NEW YORK (AP) -- Wall Street is holding steadier in mixed trading Wednesday after reports suggested the U.S. economy may be cooling.
The S&P 500 was 0.1% higher in morning trading, coming off a 1.4% tumble that had sent it to its lowest level in four months. The Dow Jones Industrial Average was down 52 points, or 0.2%, a day after wiping out its gains for the year so far. The Nasdaq composite was 0.4% higher, as of 10:15 a.m. Eastern time.
Stocks have struggled since the summer under the weight of soaring Treasury yields in the bond market, which have touched their highest levels in more than a decade. High yields undercut stock prices by pulling investment dollars away from stocks and into bonds. They also crimp corporate profits by making borrowing more expensive.
The yield on the 10-year Treasury, which is the centerpiece of the bond market, pulled back from its highest level since 2007, down to 4.76% from 4.80% late Tuesday. Shorter- and longer-term yields also eased a bit to offer more oxygen to the stock market.
Yields fell and then pared their losses following a couple mixed reports on the economy. The first indicated hiring by employers outside the government was weaker last month than expected.
On Wall Street currently, the hope is for a cooling job market because that could mean less upward pressure on inflation. That in turn could convince the Federal Reserve to take it easier on interest rates.
After already hiking its main interest rate to the highest level since 2001, the Fed has indicated it may keep rates higher next year than it had earlier expected. Treasury yields have correspondingly snapped higher as traders accept a new normal for markets of high rates for longer.
The Fed is paying particular attention to the job market because too much strength there could drive wages for workers much higher, which it fears could keep inflation well above its target of 2%.
Wednesday's report from ADP suggested private employers added 89,000 jobs last month, a much sharper slowdown in hiring than the 140,000 that economists expected.
The report doesn't have a perfect track record in predicting what the more comprehensive jobs report from the U.S. government says. That will arrive on Friday.
But "if Friday's report also shows the labor market is cooling, stock investors may worry a little less about indefinitely higher interest rates," said Mike Loewengart, head of model portfolio construction at Morgan Stanley Global Investment Office.
A second report on the economy said that growth for businesses in the U.S. services industry slowed in September by a touch more than economists expected.
It also offered some hints of sticky pressure on inflation, with prices paid by services companies rising last month at a similar rate as in August.
Oil prices eased Wednesday to take some heat off inflation. Benchmark U.S. crude fell 2.9% to $86.64 per barrel.
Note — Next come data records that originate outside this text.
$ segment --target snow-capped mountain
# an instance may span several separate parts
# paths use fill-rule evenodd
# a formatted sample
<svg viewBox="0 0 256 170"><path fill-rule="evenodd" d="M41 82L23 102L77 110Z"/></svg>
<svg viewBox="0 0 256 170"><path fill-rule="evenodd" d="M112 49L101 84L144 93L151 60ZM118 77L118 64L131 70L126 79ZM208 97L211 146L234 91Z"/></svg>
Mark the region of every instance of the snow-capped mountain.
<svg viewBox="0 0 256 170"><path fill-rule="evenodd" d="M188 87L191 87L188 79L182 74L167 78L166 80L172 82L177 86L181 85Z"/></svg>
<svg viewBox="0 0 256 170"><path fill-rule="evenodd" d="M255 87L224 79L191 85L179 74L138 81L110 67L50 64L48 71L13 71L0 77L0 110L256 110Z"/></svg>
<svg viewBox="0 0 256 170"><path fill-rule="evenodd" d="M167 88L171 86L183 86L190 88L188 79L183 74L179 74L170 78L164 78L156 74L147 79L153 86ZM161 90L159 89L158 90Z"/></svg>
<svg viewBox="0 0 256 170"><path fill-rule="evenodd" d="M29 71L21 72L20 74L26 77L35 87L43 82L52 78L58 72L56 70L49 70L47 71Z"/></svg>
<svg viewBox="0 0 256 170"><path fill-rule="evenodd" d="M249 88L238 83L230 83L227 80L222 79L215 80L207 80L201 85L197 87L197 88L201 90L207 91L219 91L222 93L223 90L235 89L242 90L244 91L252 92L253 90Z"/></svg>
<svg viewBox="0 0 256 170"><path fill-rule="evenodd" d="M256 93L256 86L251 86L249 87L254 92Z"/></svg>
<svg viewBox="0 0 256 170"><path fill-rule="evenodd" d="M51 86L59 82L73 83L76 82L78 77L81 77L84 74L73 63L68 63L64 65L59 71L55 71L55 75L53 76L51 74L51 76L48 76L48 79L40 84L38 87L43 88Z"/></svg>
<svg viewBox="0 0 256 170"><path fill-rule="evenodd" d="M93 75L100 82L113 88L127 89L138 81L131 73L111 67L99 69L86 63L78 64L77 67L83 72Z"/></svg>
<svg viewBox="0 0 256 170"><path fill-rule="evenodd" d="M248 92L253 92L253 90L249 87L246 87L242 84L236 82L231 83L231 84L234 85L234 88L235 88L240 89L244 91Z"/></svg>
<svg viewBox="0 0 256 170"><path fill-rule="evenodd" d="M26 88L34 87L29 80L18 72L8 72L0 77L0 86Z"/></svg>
It's been pulling back since topping $93 last week. Brent crude, the international standard, lost 2.8% to $88.40.
Prices for crude have been generally charging higher from $70 during the summer following announcements of cuts to production by some oil-producing countries.
Wall Street is also absorbing the ouster of Kevin McCarthy as the speaker of the House of Representatives. The unprecedented move to remove a speaker from the position likely doesn't change much in the short term, with funding for the U.S. government set until Nov. 17.
"That said, a leadership vacuum in the House raises the odds of a government shutdown when the current funding extension expires," according to economists at Goldman Sachs.
A shutdown would drag on the U.S. economy, raising the risk of a recession, though financial markets have held up relatively well through past shutdowns.
On Wall Street, Big Tech stocks were helping to support the market after leading it lower a day earlier. They tend to move more sharply with expectations for rates because high-growth stocks are seen as some of the biggest victims of high yields.
Microsoft rose 0.8% and was the biggest single force pushing upward on the S&P 500 because of its massive size. Amazon rose 1.3%, and Tesla gained 2.1%.
On the losing end of Wall Street were big oil-and-gas companies, which fell with the price of crude. Exxon Mobil dropped 2.7%, Chevron lost 2.8% and ConocoPhillips slid 2.9%.
Cal-Maine tumbled 7.4% after the egg producer reported a sharp drop in profit for its latest quarter from a year earlier. The company said egg prices have returned "to more normalized levels" from their record highs as the industry recovers from the most recent outbreak of highly pathogenic avian influenza.
In markets abroad, stock indexes were modestly lower across much of Europe.
Asian stocks tumbled more, coming off the prior day's sharp losses from Wall Street. Tokyo's Nikkei 225 index sank 2.3%, South Korea's Kospi dropped 2.4% and Hong Kong's Hang Seng slipped 0.8%.